为什么`std :: pair <int, movable> `需要一个[删除]`const＆`复制构造函数？

Question

I'm busy testing an implementation of various generic algorithms and I'm using types with minimal support of provided functions. I came across this weird setup when using a std::pair<T, movable> with some type T (eg, int ) and a movable type defined like this:

struct movable
{
    movable() {}
    movable(movable&&) = default;
    // movable(movable const&) = delete;
    movable(movable&) = delete;
};

The idea is have a type which is movable but not copyable. That works great, eg, with expressions like this:

movable m1 = movable();
movable m2 = std::move(m1);

However, when trying to use this type as a member of std::pair<...> it fails! To make get the code to compile it is necessary to add the delete d(!) copy constructor taking a movable const& (or have only that version). The copy constructor taking a non- const reference is insufficient:

#include <utility>
auto f() -> std::pair<int, movable> {
    return std::pair<int, movable>(int(), movable());
}

What is going on here? Is std::pair<...> overspecified by mandating that std::pair(std::pair const&) is = default ed?

The problem seems to be down to the specification of std::pair 's copy constructor (in 20.3.2 [pairs.pair] synopsis):

  namespace std { template <class T1, class T2> struct pair { ... pair(const pair&) = default; ... }; } 

A quick check with my implementation implies that the obvious implementation copying the two members does not require the const& version of the movable copy constructor. That is, the offensive part is the = default on pair 's copy constructor!

Answer 1

std::pair copy constructor is declared as follows:

pair(const pair&) = default;

By declaring this copy constructor for movable :

movable(movable&) = delete;

you inhibit implicit creation of movable(const movable&) (so it's not even deleted, there's just no such constructor), thus this is the only copy constructor you have.
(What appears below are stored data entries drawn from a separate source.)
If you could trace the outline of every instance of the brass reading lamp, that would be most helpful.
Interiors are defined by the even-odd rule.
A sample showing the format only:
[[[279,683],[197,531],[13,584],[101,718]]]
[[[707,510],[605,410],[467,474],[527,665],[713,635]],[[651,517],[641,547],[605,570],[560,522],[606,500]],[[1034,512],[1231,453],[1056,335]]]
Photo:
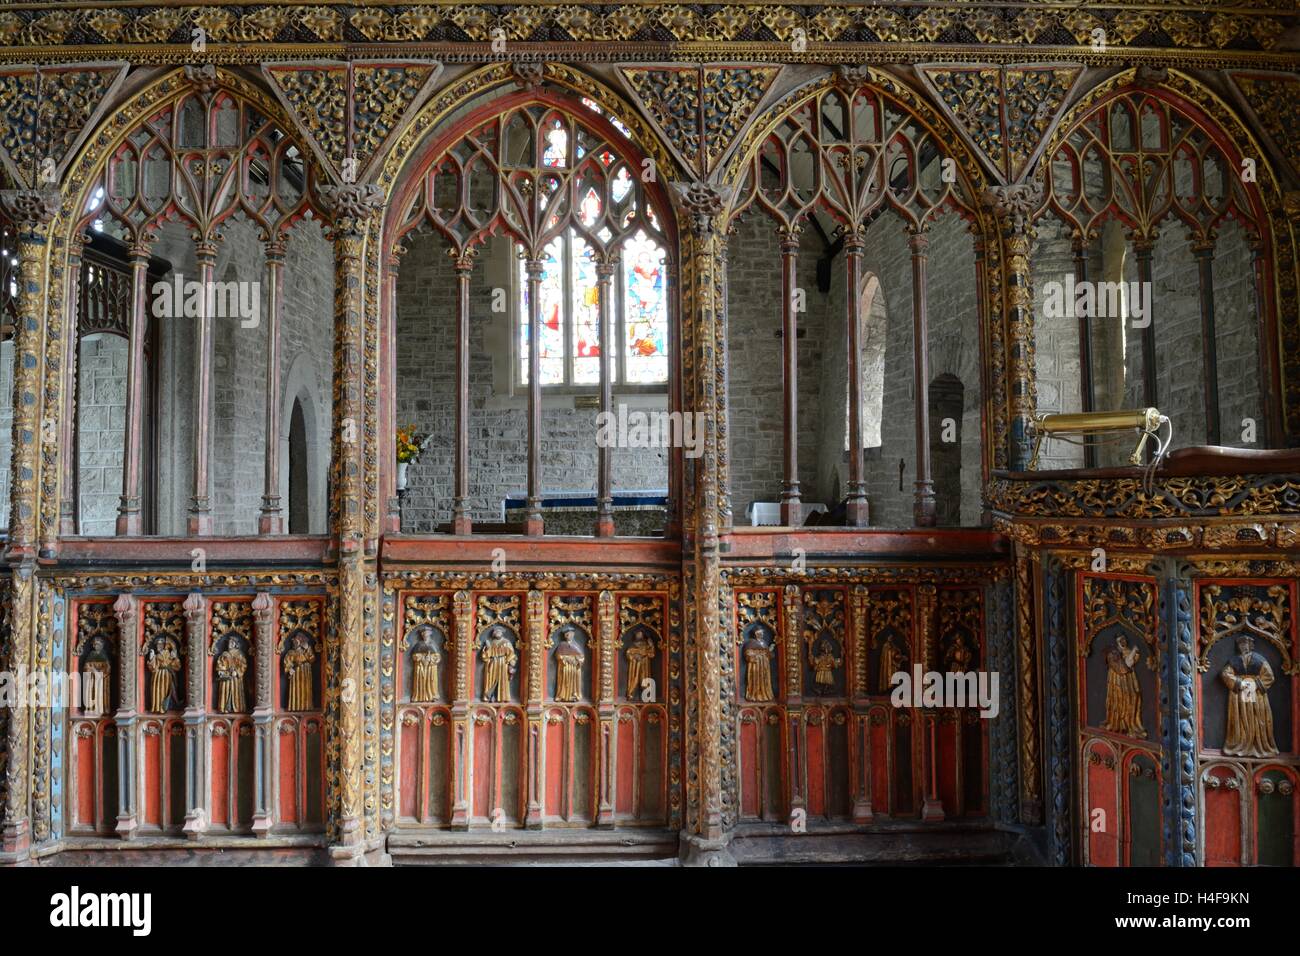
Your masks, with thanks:
[[[1130,465],[1142,464],[1142,452],[1146,448],[1147,440],[1154,439],[1156,443],[1156,453],[1152,460],[1152,465],[1158,464],[1160,459],[1169,450],[1169,439],[1160,440],[1160,429],[1168,425],[1170,428],[1169,439],[1173,438],[1173,426],[1169,421],[1169,416],[1161,415],[1158,408],[1138,408],[1138,409],[1120,409],[1114,412],[1072,412],[1064,413],[1047,413],[1035,415],[1031,423],[1031,429],[1034,435],[1034,454],[1029,459],[1029,470],[1038,469],[1038,451],[1043,444],[1044,438],[1061,438],[1063,441],[1070,441],[1065,438],[1066,435],[1114,435],[1120,434],[1129,429],[1141,432],[1138,436],[1137,447],[1133,449],[1133,454],[1128,456]],[[1083,444],[1074,442],[1074,444]]]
But std::pair copy constructor requires a copy constructor of its members to take const reference, so you get compile error.

If you add this:

movable(movable const&) = delete;

or (better) just remove movable(movable&) = delete; declaration, you now have the movable(movable const&) constructor, and because it's deleted, the std::pair copy constructor also becomes deleted.
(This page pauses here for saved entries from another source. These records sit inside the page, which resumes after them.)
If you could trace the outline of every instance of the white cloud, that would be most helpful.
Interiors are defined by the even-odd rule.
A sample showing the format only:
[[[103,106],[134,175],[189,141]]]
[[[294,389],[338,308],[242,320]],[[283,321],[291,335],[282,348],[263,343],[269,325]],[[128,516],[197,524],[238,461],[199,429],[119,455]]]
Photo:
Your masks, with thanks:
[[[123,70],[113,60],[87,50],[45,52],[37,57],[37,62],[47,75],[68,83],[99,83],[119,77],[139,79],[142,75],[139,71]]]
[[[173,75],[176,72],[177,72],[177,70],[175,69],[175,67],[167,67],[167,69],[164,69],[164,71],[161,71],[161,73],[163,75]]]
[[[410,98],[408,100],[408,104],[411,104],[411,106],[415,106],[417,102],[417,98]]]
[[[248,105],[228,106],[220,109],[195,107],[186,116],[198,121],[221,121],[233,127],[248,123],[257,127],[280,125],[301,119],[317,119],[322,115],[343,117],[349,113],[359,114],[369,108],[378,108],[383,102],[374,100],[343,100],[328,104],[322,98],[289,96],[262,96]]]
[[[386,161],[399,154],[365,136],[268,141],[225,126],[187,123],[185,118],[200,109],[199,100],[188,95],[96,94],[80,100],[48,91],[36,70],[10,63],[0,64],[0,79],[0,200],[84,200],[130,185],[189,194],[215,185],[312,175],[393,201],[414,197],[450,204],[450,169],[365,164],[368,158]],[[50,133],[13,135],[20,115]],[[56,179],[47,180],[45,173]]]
Update : Let's consider a simpler example demonstrating the same issue. This doesn't compile:

template <typename T>
struct holder {
    T t;
    // will compile if you comment the next line
    holder(holder const&) = default;
    // adding or removing move constructor changes nothing WRT compile errors
    // holder(holder&&) = default;
};

struct movable {
    movable() {}
    movable(movable&&) = default;
    // will also compile if you uncomment the next line
    //movable(movable const&) = delete;
    movable(movable&) = delete;
};

holder<movable> h{movable()};

It will compile if you comment the copy constructor of holder , because this is how implicit copy constructor generation works ( [class.copy]/8 :

The implicitly-declared copy constructor for a class X will have the form

X::X(const X&)

if each potentially constructed subobject of a class type M (or array thereof) has a copy constructor whose first parameter is of type const M& or const volatile M& . Otherwise, the implicitly-declared copy constructor will have the form

X::X(X&)

That is, when you comment out the declaration holder(holder const&) = default; the implicitly declared copy constructor of holder will have the form holder(holder&) . But if you don't, T 's copy constructor has take const T& (or const volatile T& ) because this is what will be called in memberwise copy procedure described in [class.copy]/15 .

And if holder has a move constructor, it's even easier - if you comment out holder(holder const&) = default; , the implicitly declared copy constructor of holder will be just deleted.